I'm not in a math class (haven't been in years) but if this question about $\textbf{Z}[\sqrt{-5}]$ appears in some textbook, I wouldn't be surprised.
What I have done: $$1 \times 7 + (3 - \sqrt{-5})(3 + \sqrt{-5}) = 21$$ shows that $\langle 3 + \sqrt{-5} \rangle \subset \langle 7, 4 + \sqrt{-5} \rangle$ and $$(-1) \times 7 + (4 - \sqrt{-5})(4 + \sqrt{-5}) = 14$$ shows that $\langle 4 + \sqrt{-5} \rangle \subset \langle 7, 3 + \sqrt{-5} \rangle$.

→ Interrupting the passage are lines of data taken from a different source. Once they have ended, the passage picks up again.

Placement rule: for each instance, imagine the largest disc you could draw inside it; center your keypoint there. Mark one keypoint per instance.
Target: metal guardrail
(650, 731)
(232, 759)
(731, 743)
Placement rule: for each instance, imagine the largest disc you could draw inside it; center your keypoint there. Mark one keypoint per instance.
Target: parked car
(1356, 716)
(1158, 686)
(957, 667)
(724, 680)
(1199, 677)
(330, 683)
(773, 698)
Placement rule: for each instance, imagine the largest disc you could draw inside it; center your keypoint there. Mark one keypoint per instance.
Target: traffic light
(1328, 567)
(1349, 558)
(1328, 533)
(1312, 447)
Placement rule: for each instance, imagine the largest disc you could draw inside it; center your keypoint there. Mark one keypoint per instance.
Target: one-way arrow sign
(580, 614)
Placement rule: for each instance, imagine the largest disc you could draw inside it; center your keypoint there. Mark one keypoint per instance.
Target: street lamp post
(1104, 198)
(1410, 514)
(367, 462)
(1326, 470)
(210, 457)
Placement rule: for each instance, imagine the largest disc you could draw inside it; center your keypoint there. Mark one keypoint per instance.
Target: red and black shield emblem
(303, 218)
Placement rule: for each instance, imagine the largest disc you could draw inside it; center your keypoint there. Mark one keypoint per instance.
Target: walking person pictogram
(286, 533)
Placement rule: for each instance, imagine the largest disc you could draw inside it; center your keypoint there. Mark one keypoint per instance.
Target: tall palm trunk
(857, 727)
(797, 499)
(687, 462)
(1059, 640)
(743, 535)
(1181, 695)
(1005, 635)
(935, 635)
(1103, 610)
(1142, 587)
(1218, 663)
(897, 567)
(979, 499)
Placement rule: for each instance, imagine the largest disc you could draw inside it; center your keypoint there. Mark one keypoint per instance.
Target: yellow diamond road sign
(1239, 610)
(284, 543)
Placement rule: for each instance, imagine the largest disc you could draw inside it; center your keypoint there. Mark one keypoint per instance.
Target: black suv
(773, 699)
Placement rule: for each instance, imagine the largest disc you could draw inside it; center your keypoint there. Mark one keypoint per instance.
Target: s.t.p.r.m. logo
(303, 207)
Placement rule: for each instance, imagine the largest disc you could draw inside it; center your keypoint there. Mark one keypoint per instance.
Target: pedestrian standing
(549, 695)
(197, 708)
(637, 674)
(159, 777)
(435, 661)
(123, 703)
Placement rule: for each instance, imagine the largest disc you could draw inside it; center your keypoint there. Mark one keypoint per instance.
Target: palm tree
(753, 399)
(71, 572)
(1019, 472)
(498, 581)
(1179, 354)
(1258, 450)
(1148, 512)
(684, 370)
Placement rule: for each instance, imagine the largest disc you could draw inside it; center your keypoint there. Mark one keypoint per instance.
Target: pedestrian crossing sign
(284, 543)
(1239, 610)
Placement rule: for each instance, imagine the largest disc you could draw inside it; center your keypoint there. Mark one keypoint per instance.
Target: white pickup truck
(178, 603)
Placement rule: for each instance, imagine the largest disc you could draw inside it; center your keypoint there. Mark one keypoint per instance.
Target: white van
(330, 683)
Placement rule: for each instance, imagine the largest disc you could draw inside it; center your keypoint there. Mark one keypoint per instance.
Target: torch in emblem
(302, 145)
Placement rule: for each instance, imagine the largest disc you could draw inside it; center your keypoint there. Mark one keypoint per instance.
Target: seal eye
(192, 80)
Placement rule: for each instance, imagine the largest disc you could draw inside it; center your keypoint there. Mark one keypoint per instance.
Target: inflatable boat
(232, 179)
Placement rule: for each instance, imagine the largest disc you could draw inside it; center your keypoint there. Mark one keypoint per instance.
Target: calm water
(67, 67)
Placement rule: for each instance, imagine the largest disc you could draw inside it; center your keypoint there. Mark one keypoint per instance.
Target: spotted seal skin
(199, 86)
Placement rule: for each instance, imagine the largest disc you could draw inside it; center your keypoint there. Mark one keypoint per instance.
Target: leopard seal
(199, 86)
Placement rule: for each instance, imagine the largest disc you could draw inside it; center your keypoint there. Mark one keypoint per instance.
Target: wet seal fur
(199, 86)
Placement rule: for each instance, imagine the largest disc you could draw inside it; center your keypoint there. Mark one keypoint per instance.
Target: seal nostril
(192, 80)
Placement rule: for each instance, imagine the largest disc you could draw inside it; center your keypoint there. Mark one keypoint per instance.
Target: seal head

But I have this nagging feeling I have ignored some small but important detail.
Signs, plus or minus. That is the small but important detail you have overlooked. Try $$1 \times 7 + (-1)(4 - \sqrt{-5}) = 3 + \sqrt{-5}.$$ Thus $3 + \sqrt{-5} \in \langle 7, 4 - \sqrt{-5} \rangle$; $\langle 7, 3 + \sqrt{-5} \rangle = \langle 7, 4 - \sqrt{-5} \rangle$ and $\langle 7, 3 - \sqrt{-5} \rangle = \langle 7, 4 + \sqrt{-5} \rangle$.
$7$ the number is irreducible though not prime in $\mathbb{Z}[\sqrt{-5}]$. But $\langle 7 \rangle$ the ideal has unique factorization into prime ideals, though those prime ideals may be represented in infinitely many different ways.
The demon's in the details. Mwahahahahahahahaha!